The Europeans actually got to see Mikaela for the first time last spring, at the Spindleruv Mlyn World Cup stop in the Czech Republic. So Aspen wasn't her World Cup début - Spindleruv Mlyn was. Her birthday came the day after the races there ended, so she was still just 15; she started both the giant slalom and slalom, missing the final slalom run by only five-hundredths of a second.

Three weeks later, back in the States, at the U.S. national championships in Winter Park, Colo., she won the slalom. She was named the 2011 Ski Racing Magazine Junior of the Year. Former winners of the award? The likes of Vonn and Mancuso.

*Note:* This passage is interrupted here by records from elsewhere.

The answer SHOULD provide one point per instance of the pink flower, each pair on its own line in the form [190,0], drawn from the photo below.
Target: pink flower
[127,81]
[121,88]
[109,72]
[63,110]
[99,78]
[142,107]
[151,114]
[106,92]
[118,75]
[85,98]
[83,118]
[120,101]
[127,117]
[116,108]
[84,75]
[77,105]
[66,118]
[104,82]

On Saturday in Aspen, she started the giant slalom, finishing 35th, again just barely missing the cut. On the way to the lift for Sunday's first slalom run, she told the U.S. Ski Team's Doug Haney, "Today is going to be a lot of fun."

She finished in the top 12 in the first run, then in the second moved up to eighth.

By definition, alpine skiing rewards those who have been there. It gives the best start positions and bib numbers to those deemed likeliest to win; fair or not, that's the system. That makes it all that much tougher to break through. Look at the bib numbers of the women who finished ahead of Shiffrin on Sunday: 6, 4, 3, 1, 2, 5, 10.

Shiffrin's start position in that first run, when the snow going around the gates was bound to be all choppy and rutty: 37.

When you understand that sort of nuance, it makes Shiffrin's breakthrough on Sunday all the more impressive.

"All I can say is this is unreal," she said afterward.

"I'll for sure be excited for the next five months," meaning the duration of the World Cup season, "but it's also probably going to take five years to even realize that I'm racing World Cup."

She also said, "I've been watching all these athletes studiously to try and figure out how I can get to their level. I know that will never change."

And, "This is a great accomplishment but I still have a long ways to go. I'll try to keep things grounded and keep moving forward."